When it comes to stock management, many businesses face the tricky balancing act of holding enough stock to meet fluctuations in demand or to take advantage of suppliers’ deals, without holding so much that you can’t sell it all. If you’re struggling to shift your stock quickly enough to generate cash to pay other expenses, you may end up with cash flow problems.
Businesses who hold large amounts of stock, or even small amounts of valuable stock, are also more at risk of theft, and have more to lose from weather damage, fire damage or stock deterioration.
So what can you do to make stock management work best for you?
This task is a traditionally laborious one, involving charting all your previous sales into a big spreadsheet to try and spot patterns and help you work out what might come next. These days, there’s lots of handy financial management tech out there that can help make this task a bit easier.
Essentially, this will help you identify where your sales peak and drop, to help you adjust your stock orders to match.

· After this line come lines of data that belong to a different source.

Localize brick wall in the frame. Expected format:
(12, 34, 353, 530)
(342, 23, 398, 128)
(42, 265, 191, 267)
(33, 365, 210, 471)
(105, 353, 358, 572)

Finding the right supplier isn’t just about finding the cheapest deal. Even with tracking and planning, businesses still occasionally end up in a situation where they unexpectedly run out of stock.
If you find yourself in this situation, you won’t want to have to wait for a three-week shipment from China – even if it’s 10% cheaper than one based locally.
Finding a supplier that can guarantee shorter delivery times, can help you take a more flexible approach to your stock management.
While some businesses accidentally order too much stock, some businesses just can’t avoid holding large amounts of stock. For both of these cases, consider if asset-based lending could help you. This service helps you release cash tied up in stock, property, machinery and other assets, that you can then use for growth or other expenses.
Businesses that hold a lot of stock at once can be an attractive target for thieves – especially if you’re stocking valuable items, or items that are easy to sell without causing suspicion. Make sure you take all the necessary steps to protect against theft – install security cameras, security alarms and ensure that all your locks are up to standard.
If you’re buying in bulk or buying perishable stock, you need to make sure that it’s stored safely to avoid deterioration that could cost you money. Damp, dust, cold weather, hot weather and pests can all pose a risk to your stock.
Consider investing in a climate-controlled warehouse or stock room. This can help to keep your stock cool in warm weather, prevent frost damage in cold weather, prevent condensation from forming inside packaging, and protect items like wood, paper or electronics from humidity.
Even with these measures in place, it’s still important to make sure your business is protected against losses caused by stock problems.
Look for a flexible business contents insurance plan that will let you add or remove things to build a plan that suits your business. Ideally, it helps to have a plan that allows you to increase your stock cover temporarily to cover seasonal increases in stock – for example in the weeks leading up to Christmas.